Dr. Jowett’s thought-provokoing juxtaposition of these two areas of public concern begs the question: are we nervous of these issues because we lack enough facts or is it about contradictory conclusions drawn from the facts that we do have?
Medicine and climate are areas of soft science where numbers can be used to suggest statistical correlations (e.g. CO2 and warming, or AstraZeneca and blood clots), but correlations by themselves are not enough to provide solid scientific proof of cause and effect; it might just be coincidence and we wouldn’t know it. In cases like this the scientist relies on mathematics-based theory to support the empirical evidence, but it is here that we have trouble, as neither medicine nor climate can be easily quantified.

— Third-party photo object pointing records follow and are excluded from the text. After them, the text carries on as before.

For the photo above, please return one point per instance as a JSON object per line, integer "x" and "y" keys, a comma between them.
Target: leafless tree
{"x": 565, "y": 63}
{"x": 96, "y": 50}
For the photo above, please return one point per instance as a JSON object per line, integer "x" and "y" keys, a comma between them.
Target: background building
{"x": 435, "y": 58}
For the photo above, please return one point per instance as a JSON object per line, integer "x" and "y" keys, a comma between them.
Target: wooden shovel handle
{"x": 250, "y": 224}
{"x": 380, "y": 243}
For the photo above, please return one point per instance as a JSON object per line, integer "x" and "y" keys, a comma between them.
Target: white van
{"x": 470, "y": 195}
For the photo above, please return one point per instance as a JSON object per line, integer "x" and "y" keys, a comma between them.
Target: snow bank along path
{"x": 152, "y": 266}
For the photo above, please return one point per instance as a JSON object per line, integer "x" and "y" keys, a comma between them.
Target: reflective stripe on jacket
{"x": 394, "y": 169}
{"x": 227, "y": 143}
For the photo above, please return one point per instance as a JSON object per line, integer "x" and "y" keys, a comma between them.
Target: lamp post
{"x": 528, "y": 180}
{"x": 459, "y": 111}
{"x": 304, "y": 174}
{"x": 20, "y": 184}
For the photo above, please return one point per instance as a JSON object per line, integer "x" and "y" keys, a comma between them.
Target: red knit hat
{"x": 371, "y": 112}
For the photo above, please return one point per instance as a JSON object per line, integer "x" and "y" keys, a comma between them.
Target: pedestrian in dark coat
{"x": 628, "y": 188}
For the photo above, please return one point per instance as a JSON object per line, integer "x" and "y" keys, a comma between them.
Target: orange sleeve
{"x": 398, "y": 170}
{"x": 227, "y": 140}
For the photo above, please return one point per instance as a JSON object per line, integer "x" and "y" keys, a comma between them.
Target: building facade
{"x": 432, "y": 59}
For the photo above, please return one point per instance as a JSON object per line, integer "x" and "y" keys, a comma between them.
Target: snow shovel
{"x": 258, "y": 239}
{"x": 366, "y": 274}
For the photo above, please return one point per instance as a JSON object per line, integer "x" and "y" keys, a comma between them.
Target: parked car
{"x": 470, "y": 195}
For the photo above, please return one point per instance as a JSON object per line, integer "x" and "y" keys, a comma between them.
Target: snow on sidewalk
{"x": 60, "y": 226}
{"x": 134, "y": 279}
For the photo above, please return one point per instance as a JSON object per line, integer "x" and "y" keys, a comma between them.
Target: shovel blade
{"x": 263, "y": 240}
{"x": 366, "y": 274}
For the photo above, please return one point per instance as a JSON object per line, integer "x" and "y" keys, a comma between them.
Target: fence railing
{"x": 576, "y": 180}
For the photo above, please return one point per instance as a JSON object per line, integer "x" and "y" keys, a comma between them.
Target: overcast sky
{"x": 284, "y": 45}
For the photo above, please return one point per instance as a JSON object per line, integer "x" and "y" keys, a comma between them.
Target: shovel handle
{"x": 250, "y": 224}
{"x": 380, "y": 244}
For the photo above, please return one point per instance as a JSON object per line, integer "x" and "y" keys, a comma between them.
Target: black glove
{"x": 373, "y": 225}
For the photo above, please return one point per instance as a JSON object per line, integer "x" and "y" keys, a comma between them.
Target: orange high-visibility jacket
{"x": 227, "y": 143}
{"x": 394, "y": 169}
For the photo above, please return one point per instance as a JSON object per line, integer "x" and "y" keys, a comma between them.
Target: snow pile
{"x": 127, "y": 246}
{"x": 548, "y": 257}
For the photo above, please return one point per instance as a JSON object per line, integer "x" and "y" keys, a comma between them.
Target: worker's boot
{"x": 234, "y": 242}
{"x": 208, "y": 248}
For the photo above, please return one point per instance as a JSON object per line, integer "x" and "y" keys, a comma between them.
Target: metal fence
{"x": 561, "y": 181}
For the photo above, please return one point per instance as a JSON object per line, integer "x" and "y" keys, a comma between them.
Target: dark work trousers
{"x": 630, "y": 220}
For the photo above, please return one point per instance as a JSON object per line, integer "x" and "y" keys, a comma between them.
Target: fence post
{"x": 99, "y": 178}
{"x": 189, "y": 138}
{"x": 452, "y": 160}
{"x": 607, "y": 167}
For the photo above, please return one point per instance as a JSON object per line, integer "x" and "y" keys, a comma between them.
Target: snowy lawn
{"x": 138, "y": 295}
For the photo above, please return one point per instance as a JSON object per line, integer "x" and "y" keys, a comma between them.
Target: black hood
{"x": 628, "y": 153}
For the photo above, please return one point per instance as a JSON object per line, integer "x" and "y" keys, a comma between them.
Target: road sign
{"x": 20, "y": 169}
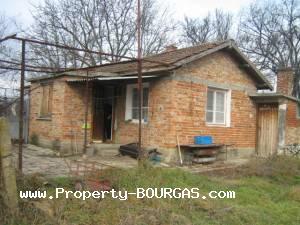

Faced with this we turn to fact-based logic. In the case of Covid, if tests show that a vaccine is 80% effective in preventing infection and has only a 1 in 10,000 chance of causing a serious side-effect, then logic says go for it. If history tells us that periods of global warming have always gone before increases of atmospheric CO2, and there is a logical explanation for this (e.g. heat drives CO2 out of the oceans), then that should be explained before building computer models that assume the reverse.
If we want to make forecasts of what the climate might do, we need computer programs using hard logic rather than untested assumptions and, possibly, coincidental associations, or the results will be drastically wrong.